Grant Edwards grante at visi.com
Fri May 13 09:41:11 EDT 2005


On 2005-05-13, Dennis Lee Bieber <wlfraed at ix.netcom.com> wrote:

> On Thu, 12 May 2005 15:34:39 -0000, Grant Edwards <grante at visi.com>
> declaimed the following in comp.lang.python:
>
>> I think the use of forward slashes for command line switches
>> was adopted by CP/M from DEC's OSes (e.g.

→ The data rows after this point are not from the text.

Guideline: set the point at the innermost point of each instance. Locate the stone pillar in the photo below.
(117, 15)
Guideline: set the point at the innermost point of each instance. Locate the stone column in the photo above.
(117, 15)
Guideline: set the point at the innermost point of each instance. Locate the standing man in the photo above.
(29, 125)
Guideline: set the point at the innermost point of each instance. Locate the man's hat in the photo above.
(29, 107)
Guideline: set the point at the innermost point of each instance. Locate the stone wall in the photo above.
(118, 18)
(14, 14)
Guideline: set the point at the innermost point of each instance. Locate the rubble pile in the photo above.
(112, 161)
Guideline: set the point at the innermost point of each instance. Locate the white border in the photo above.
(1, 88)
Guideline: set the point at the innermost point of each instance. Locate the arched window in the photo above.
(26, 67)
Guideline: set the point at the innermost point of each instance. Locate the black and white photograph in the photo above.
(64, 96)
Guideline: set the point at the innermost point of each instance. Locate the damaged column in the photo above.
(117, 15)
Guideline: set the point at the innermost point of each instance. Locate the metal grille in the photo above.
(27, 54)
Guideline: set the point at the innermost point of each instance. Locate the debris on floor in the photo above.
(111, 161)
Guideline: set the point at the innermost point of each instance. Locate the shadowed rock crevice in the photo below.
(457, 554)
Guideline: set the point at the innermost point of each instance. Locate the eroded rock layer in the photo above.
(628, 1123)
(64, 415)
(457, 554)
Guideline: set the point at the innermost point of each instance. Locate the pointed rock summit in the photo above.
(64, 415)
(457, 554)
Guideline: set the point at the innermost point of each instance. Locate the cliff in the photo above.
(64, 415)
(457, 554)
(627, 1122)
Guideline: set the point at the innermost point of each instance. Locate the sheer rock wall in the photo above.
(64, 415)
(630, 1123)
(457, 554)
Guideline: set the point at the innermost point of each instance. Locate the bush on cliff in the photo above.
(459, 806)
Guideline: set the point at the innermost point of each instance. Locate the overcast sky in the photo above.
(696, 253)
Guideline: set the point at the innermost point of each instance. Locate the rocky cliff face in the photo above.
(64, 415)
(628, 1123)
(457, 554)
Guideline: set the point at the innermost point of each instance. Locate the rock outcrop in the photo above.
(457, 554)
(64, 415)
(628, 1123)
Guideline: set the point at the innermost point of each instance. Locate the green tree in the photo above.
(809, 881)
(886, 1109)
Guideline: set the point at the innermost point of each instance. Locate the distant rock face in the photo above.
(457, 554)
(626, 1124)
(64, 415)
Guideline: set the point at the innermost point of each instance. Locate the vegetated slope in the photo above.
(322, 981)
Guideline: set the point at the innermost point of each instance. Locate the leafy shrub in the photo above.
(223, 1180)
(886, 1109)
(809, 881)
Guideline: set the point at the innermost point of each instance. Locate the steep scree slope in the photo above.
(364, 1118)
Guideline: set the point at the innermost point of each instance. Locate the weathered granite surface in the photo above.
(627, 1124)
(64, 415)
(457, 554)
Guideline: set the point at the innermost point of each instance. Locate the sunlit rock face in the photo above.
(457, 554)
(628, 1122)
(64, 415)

RSX-11).  CP/M didn't
>> have directories in the beginning, so nobody worried about what
>> to use for path separators (DEC used colons, IIRC).  DOS was a
>
> 	I can't speak for the various PDP-11 family, but VMS syntax was:
>
> 	hardware:[toplevel.nextlevel.ad.infinitum]filename.ext;version

Ah yes, that's looking familiar.  The colon separated the
"logical drive" from the path in brackets, in which the
seperator was a dot.  I spent most of my time under VMS running
DECShell, so I used mostly 'normal' Unix path syntax.

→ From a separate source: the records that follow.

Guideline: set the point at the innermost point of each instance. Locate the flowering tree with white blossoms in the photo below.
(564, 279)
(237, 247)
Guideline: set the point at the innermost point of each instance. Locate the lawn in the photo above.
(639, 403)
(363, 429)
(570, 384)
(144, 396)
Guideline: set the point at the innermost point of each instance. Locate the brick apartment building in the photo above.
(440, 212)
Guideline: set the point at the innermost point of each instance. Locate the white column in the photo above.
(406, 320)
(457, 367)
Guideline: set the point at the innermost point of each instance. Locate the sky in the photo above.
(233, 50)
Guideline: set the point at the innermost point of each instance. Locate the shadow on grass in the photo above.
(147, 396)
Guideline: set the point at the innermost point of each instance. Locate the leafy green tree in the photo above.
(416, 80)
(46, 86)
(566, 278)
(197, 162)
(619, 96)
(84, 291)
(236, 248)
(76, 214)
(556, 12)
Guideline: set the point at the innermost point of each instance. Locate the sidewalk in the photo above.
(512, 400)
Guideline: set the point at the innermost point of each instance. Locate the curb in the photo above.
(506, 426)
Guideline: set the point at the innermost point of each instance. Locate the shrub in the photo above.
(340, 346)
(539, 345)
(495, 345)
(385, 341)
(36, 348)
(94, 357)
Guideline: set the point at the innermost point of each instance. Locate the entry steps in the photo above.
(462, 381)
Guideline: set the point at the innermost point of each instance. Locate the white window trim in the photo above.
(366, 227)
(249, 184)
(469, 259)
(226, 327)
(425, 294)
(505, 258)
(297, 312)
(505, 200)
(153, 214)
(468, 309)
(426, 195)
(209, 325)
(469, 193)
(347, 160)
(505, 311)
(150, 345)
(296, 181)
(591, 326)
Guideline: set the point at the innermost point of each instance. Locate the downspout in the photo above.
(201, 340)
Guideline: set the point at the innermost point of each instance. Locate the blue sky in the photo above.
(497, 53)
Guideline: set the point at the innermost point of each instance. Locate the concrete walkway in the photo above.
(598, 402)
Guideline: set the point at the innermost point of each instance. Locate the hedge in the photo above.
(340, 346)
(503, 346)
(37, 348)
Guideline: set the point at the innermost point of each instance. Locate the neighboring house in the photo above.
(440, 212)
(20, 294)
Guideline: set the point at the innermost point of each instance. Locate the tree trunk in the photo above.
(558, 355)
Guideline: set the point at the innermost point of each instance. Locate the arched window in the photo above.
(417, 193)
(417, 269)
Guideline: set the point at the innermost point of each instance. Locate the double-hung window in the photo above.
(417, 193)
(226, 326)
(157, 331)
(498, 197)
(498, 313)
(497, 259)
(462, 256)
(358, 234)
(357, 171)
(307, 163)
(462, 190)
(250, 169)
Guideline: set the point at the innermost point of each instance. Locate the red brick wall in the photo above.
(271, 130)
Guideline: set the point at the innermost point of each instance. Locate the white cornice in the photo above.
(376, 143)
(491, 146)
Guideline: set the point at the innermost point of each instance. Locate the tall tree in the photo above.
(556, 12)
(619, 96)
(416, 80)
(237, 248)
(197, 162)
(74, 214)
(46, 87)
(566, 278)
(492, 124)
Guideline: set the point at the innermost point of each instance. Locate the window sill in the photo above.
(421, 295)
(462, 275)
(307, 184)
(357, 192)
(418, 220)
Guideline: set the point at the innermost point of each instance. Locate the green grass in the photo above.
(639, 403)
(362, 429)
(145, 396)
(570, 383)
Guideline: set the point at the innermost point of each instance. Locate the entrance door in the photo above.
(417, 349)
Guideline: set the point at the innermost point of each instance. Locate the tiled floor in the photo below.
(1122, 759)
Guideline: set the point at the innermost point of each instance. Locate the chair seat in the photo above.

> where hardware could be a drive specification or a logical name (only
> other OS I've encountered with logical names is AmigaOS, which also
> allowed one to specify disks by volume label -- and would prompt the
> user to insert volume X into a drive if needed!)

-- 
Grant Edwards                   grante             Yow!  Don't hit me!! I'm in
                                  at               the Twilight Zone!!!